NGSS Writing Team Leader: Joseph Krajcik

Joseph Krajcik serves as director of the Institute for Collaborative Research in Education, Assessment, and Teaching Environments for Science, Technology, Engineering and Mathematics (CREATE for STEM) and is a faculty member in science education at the Michigan State University. CREATE is a joint effort between the College of Natural Science and the College of Education to improve the teaching and learning of science and mathematics K–college teaching. 

Throughout his career he has focused on improving the teaching and learning of science by designing, developing, implementing, and testing innovative environments that match what is known about the how students learn.  In CREATE for STEM, Professor Krajcik is equally concerned with improving the teaching and learning of mathematics K–16.  He recently completed the Investigating and Questioning our World through Science and Technology Project (IQWST), a National Science Foundation (NSF) project that designed, developed, and tested the next generation of middle school curriculum materials to engage students in obtaining deep and meaningful understandings of core science ideas and practices. Joe is currently focusing on a new NSF project to develop and test materials to support high school students understanding of the sub-microscopic interactions that govern biological and chemical processes. He is served as the lead writer of the Physical Science Design Team to identify and describe the core ideas in physical science for the Framework for K–12 Science Education and as the lead writer to develop the Next Generation Science Standards. Professor Krajcik, along with Professor Angela Calabrese Barton from Michigan State University, serves as co-editor of the Journal of Research in Science Teaching.

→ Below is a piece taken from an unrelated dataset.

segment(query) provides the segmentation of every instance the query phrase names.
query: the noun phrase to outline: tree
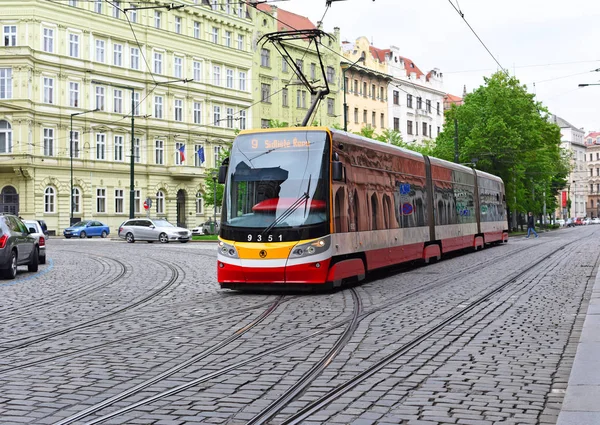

He has authored and co-authored curriculum materials, books, software, and over 100 manuscripts, and makes frequent presentations at international, national, and regional conferences. Joe is a fellow of the American Association for the Advancement of Science and the American Educational Research Association.  He served as president of the National Association for Research in Science Teaching (NARST), from which he received the Distinguished Contributions to Science Education Through Research Award in 2010.  Joe was honored to receive a Distinguished Professorship from Ewha Womans University, Seoul, South Korea in 2009 and Guest Professorship from Beijing Normal University in Beijing, China in 2002. The University of Michigan also recognized Joe in 2010 for his work in graduate student education by presenting him with the University of Michigan Faculty Award for Distinguished Graduate Mentoring. In 2011, along with his colleagues, he received the University of Michigan Provost’s Teaching Innovation Prize.  A former high school chemistry and physical science teacher for eight years in Milwaukee, WI, Professor Krajcik spent twenty-one years at the University of Michigan before joining Michigan State University in 2011.  Joe received his Ph.D. in Science Education from the University of Iowa in 1986.